Although common genetic variants that influence the intermediate phenotypes or risk factors have been hypothesized to subsequently affect disease risk, few studies have assessed the association between these genetic variants and disease risk or, furthermore, whether these associations are mediated through the intermediate phenotypes. Chen and colleagues [32] investigated obesity-linked genetic variants in relation to breast cancer risk but found no statistically significant association. To our knowledge, ours is the first study to evaluate the associations of candidate loci for age at menarche and age at natural menopause with breast cancer risk. One of the strengths of our study is the relatively large combined sample size achieved through international collaboration. We had adequate statistical power (80%) to detect an OR of 1.12 for SNPs with a minor allele frequency (MAF) of 0.10 and an OR of 1.09 for SNPs with an MAF of 0.20. However, our analysis of ER+ tumors was less adequately powered, as the ER status was not available for all cases, and the study had limited statistical power for ER- tumors.

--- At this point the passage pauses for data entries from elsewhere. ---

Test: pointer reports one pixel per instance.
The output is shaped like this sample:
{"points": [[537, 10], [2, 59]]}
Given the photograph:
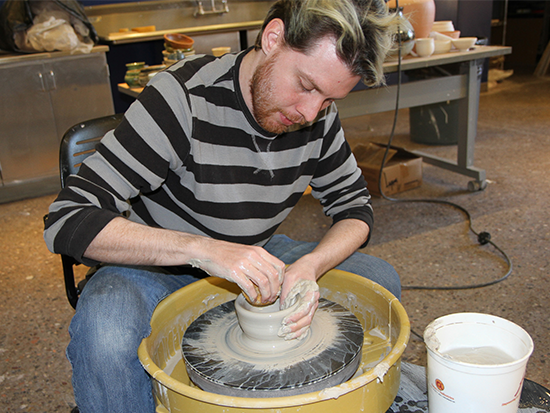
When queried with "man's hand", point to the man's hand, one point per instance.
{"points": [[300, 286], [245, 265]]}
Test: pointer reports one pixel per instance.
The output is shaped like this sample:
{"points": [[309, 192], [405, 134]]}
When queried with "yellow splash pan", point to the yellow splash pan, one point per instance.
{"points": [[372, 389]]}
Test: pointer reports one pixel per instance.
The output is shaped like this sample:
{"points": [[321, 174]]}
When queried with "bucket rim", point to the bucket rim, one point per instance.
{"points": [[392, 359], [440, 322]]}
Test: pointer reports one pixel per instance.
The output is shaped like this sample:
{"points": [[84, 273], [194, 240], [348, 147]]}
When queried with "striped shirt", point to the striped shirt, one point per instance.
{"points": [[189, 156]]}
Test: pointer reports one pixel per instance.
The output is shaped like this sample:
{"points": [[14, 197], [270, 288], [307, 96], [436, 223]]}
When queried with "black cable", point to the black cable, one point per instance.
{"points": [[482, 237]]}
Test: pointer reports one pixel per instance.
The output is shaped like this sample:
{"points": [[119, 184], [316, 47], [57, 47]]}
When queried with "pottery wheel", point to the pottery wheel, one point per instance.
{"points": [[217, 360]]}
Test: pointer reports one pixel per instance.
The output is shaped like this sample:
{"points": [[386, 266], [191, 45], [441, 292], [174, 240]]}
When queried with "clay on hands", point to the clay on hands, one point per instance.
{"points": [[306, 292], [257, 273]]}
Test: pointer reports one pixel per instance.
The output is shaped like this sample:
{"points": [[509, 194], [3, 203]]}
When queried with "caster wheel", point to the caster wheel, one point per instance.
{"points": [[474, 186]]}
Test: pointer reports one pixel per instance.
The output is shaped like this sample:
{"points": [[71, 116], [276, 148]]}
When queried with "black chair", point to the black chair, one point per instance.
{"points": [[77, 144]]}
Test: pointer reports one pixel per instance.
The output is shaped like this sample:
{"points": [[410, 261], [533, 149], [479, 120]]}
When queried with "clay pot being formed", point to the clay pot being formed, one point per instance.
{"points": [[260, 326], [420, 13]]}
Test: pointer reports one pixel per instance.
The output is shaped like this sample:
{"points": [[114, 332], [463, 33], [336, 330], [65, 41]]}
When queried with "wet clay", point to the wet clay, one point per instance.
{"points": [[219, 357]]}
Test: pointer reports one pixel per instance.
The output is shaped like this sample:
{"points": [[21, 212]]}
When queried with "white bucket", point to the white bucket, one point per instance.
{"points": [[476, 363]]}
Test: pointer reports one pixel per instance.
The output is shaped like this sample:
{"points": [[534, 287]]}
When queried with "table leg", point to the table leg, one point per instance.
{"points": [[467, 114]]}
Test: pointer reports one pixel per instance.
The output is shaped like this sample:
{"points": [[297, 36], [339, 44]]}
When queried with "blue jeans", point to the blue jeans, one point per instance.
{"points": [[113, 314]]}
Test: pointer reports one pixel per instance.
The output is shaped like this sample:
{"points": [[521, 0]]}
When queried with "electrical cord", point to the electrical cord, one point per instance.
{"points": [[482, 237]]}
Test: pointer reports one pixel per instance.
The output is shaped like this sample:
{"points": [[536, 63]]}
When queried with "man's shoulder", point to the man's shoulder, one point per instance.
{"points": [[203, 69]]}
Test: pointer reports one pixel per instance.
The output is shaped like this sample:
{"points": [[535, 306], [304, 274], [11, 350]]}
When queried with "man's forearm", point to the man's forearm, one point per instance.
{"points": [[126, 242], [340, 241]]}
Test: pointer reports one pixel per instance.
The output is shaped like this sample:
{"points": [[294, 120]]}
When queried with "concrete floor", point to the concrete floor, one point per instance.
{"points": [[428, 245]]}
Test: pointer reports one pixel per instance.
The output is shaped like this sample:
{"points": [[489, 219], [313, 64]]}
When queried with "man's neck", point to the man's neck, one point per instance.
{"points": [[247, 69]]}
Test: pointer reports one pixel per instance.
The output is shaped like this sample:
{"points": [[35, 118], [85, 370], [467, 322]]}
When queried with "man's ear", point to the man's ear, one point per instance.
{"points": [[273, 36]]}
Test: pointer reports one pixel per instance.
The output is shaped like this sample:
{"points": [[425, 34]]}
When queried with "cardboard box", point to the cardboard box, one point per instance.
{"points": [[402, 169]]}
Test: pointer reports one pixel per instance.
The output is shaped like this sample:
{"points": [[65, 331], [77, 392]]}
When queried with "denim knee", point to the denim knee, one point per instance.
{"points": [[112, 318]]}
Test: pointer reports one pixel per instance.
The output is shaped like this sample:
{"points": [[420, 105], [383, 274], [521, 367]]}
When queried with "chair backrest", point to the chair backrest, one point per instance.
{"points": [[77, 144], [80, 141]]}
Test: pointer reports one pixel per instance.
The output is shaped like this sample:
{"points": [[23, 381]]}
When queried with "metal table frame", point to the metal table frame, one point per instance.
{"points": [[464, 87]]}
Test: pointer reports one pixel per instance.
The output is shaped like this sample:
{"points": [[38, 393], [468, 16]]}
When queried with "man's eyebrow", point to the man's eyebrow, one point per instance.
{"points": [[311, 81], [315, 86]]}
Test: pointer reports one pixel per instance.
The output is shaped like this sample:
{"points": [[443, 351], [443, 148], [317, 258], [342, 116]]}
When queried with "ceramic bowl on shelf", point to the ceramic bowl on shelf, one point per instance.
{"points": [[147, 74], [464, 43], [425, 46], [442, 46], [179, 41], [443, 26], [452, 34]]}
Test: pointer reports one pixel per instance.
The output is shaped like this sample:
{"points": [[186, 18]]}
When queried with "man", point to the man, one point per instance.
{"points": [[206, 164]]}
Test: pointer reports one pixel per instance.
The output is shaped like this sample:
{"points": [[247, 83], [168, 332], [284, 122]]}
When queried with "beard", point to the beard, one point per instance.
{"points": [[265, 111]]}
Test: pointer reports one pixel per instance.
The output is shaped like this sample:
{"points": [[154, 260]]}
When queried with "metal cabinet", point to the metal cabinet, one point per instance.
{"points": [[40, 98]]}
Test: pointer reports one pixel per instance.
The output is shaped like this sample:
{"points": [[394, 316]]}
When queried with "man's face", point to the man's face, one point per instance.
{"points": [[291, 87]]}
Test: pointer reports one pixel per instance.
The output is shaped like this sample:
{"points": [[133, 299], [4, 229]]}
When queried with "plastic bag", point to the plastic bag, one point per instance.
{"points": [[46, 25]]}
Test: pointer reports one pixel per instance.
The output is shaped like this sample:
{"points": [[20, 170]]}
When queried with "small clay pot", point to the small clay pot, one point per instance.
{"points": [[421, 14], [260, 325]]}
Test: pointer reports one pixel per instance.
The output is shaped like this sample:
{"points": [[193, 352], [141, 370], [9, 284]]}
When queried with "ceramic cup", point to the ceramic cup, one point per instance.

One limitation in our study is the multiple comparisons that could lead to false-positive results. Although none of the candidate SNPs with a reported association with age at menarche or age at natural menopause survived Bonferroni correction in the test of breast cancer association, this correction is considered to be overly conservative given that the candidates were chosen on the basis of promising hypotheses. Another potential limitation of our study comes from differences in the study population and designs and methods of collecting risk factors and genetic marker data across studies. However, the findings were generally consistent across studies, arguing for the robustness of our results. Finally, as our analyses were restricted to women of European ancestry, results from this study may not be generalizable to other ethnic groups.

Conclusions

In summary, in this large analysis of the association of several novel candidate loci for age at menarche and age at natural menopause with breast cancer risk, we observed that three loci - two for age at menarche and one for age at natural menopause - were significantly associated with breast cancer risk independently of their associations with each trait and independently of known breast cancer susceptibility loci. These associations may differ by tumor subtypes defined by ER status. A combination of all 19 loci associated with age at menarche or 17 loci associated with age at natural menopause did not appear to be helpful for identifying a high-risk subgroup for breast cancer.